On Fri, Sep 12, 2008 at 2:05 PM, johan beisser <[EMAIL PROTECTED]> wrote:

This about security.  Being realistic means *not* being optimistic
that extracting data will be "too hard", "too unlikely", "only
applicable to a subset of people [and certainly not me]", etc.  Have
you not read enough papers that start with something like "It was
previously thought that attack [foo] was impractical for the following
reasons: [blah blah blah].  This paper demonstrates practical
circumstances under which those reasons fail or don't apply and the
attack succeeds"?

Sure, against SSH1.

http://www.openwall.com/advisories/OW-003-ssh-traffic-analysis/

The ACM paper was also published in 2001, same time frame. There's more padding (see the TCPDump output I provided) in SSH2. Also, take a look at what Damien Miller responded with: OpenSSH is applying extra padding.

SSH2 is the default these days. I won't say it's impossible to do keystroke analysis, it's just going to be difficult to know if what two letters were typed and when. Frankly, I've given you ssh2 packet dump (i'll happily provide raw tcpdump output, if you want it).

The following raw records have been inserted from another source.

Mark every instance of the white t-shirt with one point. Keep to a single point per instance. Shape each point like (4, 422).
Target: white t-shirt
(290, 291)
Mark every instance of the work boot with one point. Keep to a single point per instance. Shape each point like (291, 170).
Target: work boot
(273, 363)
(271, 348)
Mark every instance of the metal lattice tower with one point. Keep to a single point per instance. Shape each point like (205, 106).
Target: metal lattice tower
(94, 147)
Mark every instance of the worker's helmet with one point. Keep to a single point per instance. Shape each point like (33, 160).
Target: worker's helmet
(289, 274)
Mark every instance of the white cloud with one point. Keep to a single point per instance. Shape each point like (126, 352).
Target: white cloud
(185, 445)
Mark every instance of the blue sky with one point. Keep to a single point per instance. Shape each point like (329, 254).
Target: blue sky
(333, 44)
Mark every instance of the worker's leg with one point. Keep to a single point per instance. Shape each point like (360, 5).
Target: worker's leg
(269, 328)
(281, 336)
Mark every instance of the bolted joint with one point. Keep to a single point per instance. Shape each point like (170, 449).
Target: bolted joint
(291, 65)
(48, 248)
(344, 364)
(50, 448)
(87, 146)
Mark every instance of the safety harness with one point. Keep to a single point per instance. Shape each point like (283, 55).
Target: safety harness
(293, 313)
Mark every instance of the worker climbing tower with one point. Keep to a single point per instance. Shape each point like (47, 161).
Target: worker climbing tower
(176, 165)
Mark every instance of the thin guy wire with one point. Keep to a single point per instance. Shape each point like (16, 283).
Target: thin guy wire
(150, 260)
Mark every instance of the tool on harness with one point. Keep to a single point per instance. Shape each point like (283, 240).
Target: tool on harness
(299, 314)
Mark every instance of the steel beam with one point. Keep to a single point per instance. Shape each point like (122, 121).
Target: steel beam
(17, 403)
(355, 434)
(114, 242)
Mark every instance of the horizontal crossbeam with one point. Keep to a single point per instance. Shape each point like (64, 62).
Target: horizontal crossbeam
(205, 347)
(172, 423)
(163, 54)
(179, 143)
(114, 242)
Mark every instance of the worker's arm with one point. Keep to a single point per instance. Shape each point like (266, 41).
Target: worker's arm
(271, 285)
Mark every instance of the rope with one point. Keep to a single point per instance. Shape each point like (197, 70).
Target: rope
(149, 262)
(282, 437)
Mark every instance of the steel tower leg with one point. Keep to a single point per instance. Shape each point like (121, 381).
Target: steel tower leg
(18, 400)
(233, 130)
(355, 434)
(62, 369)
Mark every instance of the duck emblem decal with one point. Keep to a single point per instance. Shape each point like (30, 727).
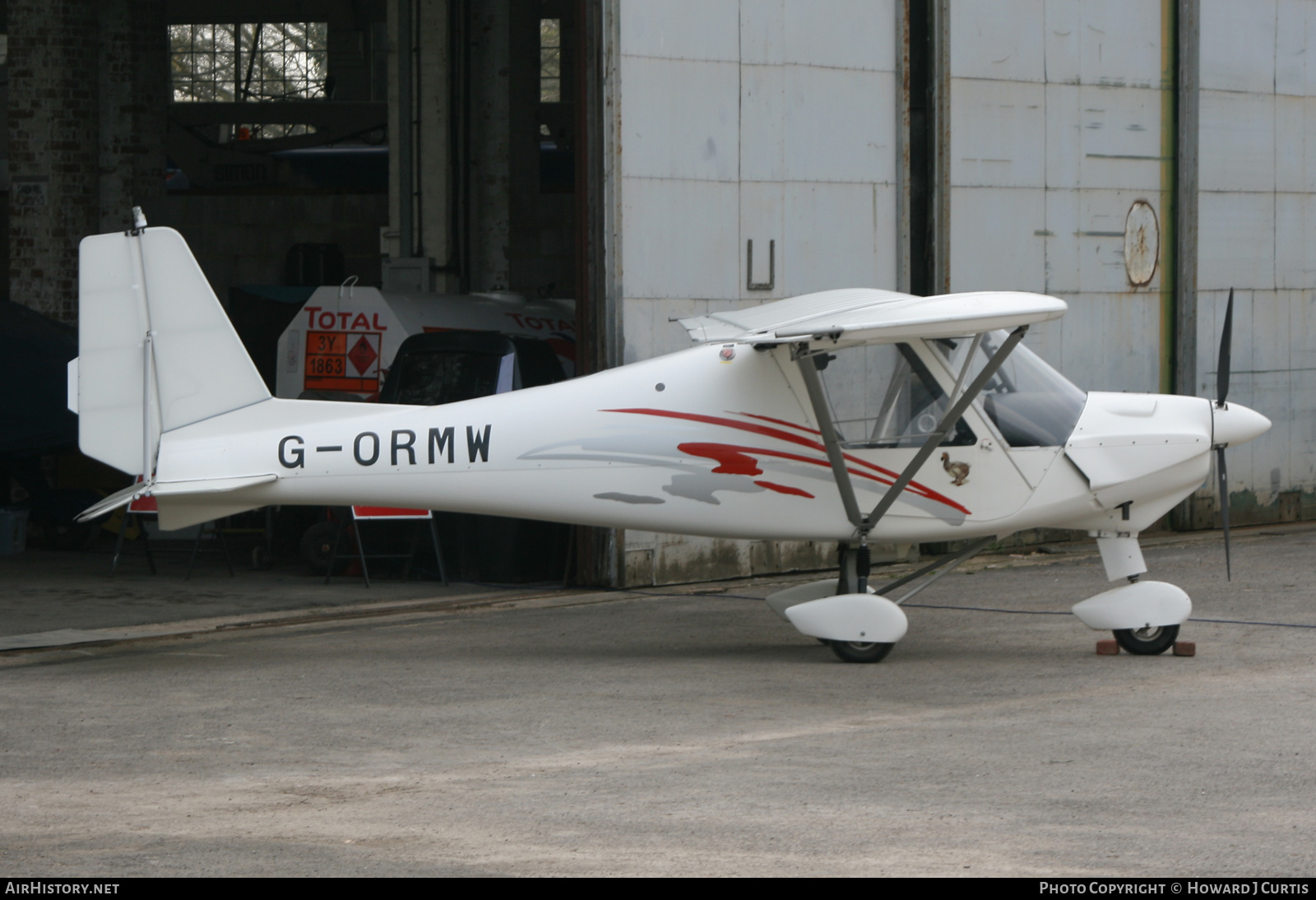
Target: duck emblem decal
(958, 471)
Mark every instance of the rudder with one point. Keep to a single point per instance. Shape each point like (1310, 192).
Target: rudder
(155, 349)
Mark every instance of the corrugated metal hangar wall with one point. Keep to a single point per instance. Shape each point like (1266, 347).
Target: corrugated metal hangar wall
(1138, 158)
(1135, 157)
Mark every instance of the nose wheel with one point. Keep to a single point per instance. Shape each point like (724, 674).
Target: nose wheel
(861, 652)
(1147, 641)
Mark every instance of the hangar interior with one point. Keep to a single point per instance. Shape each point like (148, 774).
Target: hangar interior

As such, statements of "can't be done" that don't have hard data or
proofs attached are pretty much worth the electrons they were sent
with.  You might not see how the published attack can be made
practical against you, but someone else will almost certainly see the
next link in making it so.  The original posters didn't sound like
they were being overly sensationalist, just interested in cutting off
a possible avenue of attack *before* it becomes a problem.

I'm not a mathematician, let alone a cryptographer. I don't have access to the latter, but I do to the former with a fair amount of ease. If you really want a proof.. look at the SSH2 protocol code yourself. The protocol is open, documented, and so far hasn't been proven vulnerable to the same analysis SSH1 was. Let alone the key interception problem in SSH1.

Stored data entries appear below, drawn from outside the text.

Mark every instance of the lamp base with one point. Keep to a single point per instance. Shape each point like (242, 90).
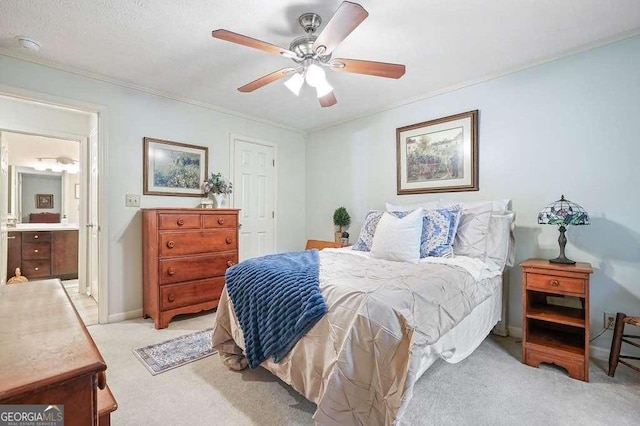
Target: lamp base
(563, 260)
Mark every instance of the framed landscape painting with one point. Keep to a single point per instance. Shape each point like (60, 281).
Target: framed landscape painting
(173, 168)
(438, 155)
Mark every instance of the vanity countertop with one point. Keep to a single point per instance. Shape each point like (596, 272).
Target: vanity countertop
(42, 227)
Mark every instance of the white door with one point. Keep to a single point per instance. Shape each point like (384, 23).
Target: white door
(254, 194)
(89, 271)
(4, 208)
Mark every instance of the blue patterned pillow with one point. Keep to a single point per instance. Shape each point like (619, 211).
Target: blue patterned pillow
(439, 231)
(365, 239)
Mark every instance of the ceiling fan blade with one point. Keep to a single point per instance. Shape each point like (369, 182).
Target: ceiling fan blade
(342, 23)
(263, 81)
(379, 69)
(252, 42)
(328, 100)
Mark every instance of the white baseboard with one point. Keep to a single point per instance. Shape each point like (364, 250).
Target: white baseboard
(122, 316)
(597, 352)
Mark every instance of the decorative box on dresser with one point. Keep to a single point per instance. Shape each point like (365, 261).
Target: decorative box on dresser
(186, 253)
(555, 332)
(48, 357)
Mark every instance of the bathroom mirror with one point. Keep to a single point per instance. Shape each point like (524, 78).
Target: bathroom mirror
(33, 191)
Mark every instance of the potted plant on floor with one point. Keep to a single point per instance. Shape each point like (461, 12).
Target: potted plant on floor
(341, 219)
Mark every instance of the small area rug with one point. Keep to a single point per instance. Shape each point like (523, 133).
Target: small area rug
(177, 352)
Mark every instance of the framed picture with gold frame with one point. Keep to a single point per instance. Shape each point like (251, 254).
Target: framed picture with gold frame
(44, 201)
(438, 155)
(174, 168)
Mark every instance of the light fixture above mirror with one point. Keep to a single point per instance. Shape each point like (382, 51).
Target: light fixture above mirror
(57, 164)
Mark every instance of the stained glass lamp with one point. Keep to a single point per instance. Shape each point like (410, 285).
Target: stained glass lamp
(563, 213)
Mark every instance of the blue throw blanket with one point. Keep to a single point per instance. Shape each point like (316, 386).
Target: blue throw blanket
(276, 299)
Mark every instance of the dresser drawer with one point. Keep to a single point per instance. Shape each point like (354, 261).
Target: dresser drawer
(178, 295)
(553, 283)
(36, 236)
(36, 268)
(177, 244)
(178, 221)
(195, 267)
(35, 251)
(219, 221)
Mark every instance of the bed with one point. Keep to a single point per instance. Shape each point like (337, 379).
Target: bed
(387, 322)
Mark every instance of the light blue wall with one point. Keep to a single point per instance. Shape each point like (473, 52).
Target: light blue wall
(564, 127)
(132, 115)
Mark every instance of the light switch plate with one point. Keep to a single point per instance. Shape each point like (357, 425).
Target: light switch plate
(132, 200)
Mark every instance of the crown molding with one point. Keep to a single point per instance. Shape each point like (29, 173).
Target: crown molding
(95, 76)
(488, 77)
(305, 132)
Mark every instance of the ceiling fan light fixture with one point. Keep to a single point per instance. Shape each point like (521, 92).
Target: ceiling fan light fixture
(295, 83)
(315, 75)
(324, 88)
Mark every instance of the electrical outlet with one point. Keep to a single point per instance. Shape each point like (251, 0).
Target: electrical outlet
(609, 320)
(132, 200)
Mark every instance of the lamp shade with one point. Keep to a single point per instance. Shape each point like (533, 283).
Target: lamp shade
(563, 213)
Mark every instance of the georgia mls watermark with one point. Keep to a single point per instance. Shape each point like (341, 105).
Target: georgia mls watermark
(31, 415)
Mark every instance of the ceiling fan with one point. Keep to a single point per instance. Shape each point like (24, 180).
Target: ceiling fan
(312, 53)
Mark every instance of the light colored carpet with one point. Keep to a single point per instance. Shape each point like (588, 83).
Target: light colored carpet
(491, 387)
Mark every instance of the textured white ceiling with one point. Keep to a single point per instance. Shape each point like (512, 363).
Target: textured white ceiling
(24, 150)
(166, 46)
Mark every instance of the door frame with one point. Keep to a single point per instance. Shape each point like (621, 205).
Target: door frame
(233, 137)
(101, 113)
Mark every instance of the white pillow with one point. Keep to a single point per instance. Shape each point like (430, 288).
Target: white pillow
(500, 240)
(471, 238)
(430, 205)
(398, 239)
(498, 206)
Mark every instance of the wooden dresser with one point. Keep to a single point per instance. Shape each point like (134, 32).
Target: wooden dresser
(43, 254)
(186, 253)
(47, 355)
(554, 331)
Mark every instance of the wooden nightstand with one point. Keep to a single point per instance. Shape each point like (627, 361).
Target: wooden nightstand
(552, 333)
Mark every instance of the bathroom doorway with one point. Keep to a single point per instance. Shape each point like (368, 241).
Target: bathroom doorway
(61, 145)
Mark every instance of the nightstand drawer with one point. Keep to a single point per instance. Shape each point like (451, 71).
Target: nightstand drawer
(552, 283)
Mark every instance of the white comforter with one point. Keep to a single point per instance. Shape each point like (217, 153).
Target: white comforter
(360, 362)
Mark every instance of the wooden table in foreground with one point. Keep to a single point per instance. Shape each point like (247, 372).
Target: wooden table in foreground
(551, 332)
(48, 357)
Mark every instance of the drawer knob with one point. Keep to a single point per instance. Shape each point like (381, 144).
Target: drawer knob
(102, 379)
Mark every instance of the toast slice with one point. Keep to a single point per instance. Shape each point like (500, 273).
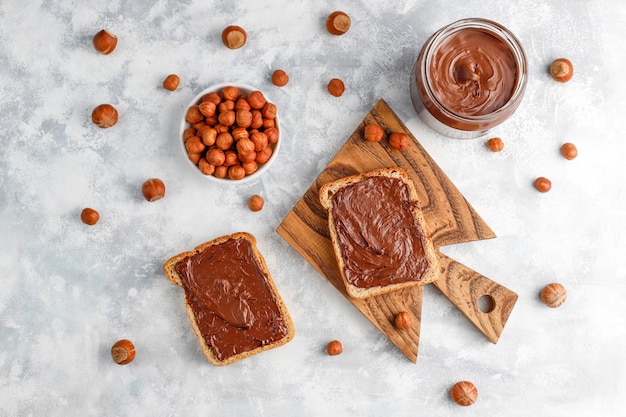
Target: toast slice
(232, 302)
(378, 232)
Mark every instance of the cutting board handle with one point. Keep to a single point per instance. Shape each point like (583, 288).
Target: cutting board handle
(464, 287)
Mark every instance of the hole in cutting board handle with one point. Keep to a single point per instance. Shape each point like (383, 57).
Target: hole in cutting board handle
(486, 303)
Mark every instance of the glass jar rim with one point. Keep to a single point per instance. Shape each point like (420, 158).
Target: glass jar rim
(494, 29)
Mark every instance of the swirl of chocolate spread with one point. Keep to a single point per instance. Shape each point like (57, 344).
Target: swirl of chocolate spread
(380, 239)
(473, 72)
(233, 304)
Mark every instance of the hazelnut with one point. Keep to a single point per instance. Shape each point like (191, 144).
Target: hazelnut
(104, 42)
(280, 78)
(234, 37)
(464, 393)
(104, 116)
(205, 167)
(338, 23)
(495, 144)
(334, 348)
(89, 216)
(255, 203)
(569, 151)
(153, 189)
(398, 140)
(171, 82)
(543, 185)
(403, 320)
(373, 133)
(336, 87)
(123, 352)
(553, 295)
(561, 70)
(256, 100)
(216, 157)
(236, 172)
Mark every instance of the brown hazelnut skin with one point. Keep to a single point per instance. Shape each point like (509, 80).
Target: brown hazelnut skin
(398, 140)
(561, 70)
(234, 37)
(336, 87)
(171, 82)
(256, 202)
(543, 185)
(553, 295)
(104, 42)
(464, 393)
(280, 78)
(89, 216)
(338, 23)
(104, 116)
(373, 133)
(334, 348)
(153, 189)
(403, 320)
(123, 352)
(569, 151)
(495, 144)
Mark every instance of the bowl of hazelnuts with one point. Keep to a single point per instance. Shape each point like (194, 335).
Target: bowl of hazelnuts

They're different types of attacks; they have different applicability.
Perhaps the timing attack can be done remotely, over a long period of
time, and therefore has a much lower risk of detection.  Even better,
it may be possible to do it 'in bulk', where shoulder-surfing and
similar is much harder to parallelize.

If someone can intercept gigabytes of interactive traffic, they're likely to get keys first, then decrypt session information after that. If you get enough traffic, you can do pattern analysis for keystrokes and output (oh, this is output from uh.. "ls -al" I think..), or you can do traffic analysis to recover the session keys, and possibly infer the host keys (egads, i hope not). Again, you'll need a fair amount of horsepower to do it.

I just do not see keystroke analysis as a viable method of attack, let alone a likely one.

Again, if you're worried about keystroke traffic analysis, pump random keystrokes through the same ssh tunnel. Multiplex the session and force a background session to use the same ssh tunnel and execute arbitrary remote commands interactively.

It doesn't take much to throw off this kind of analysis.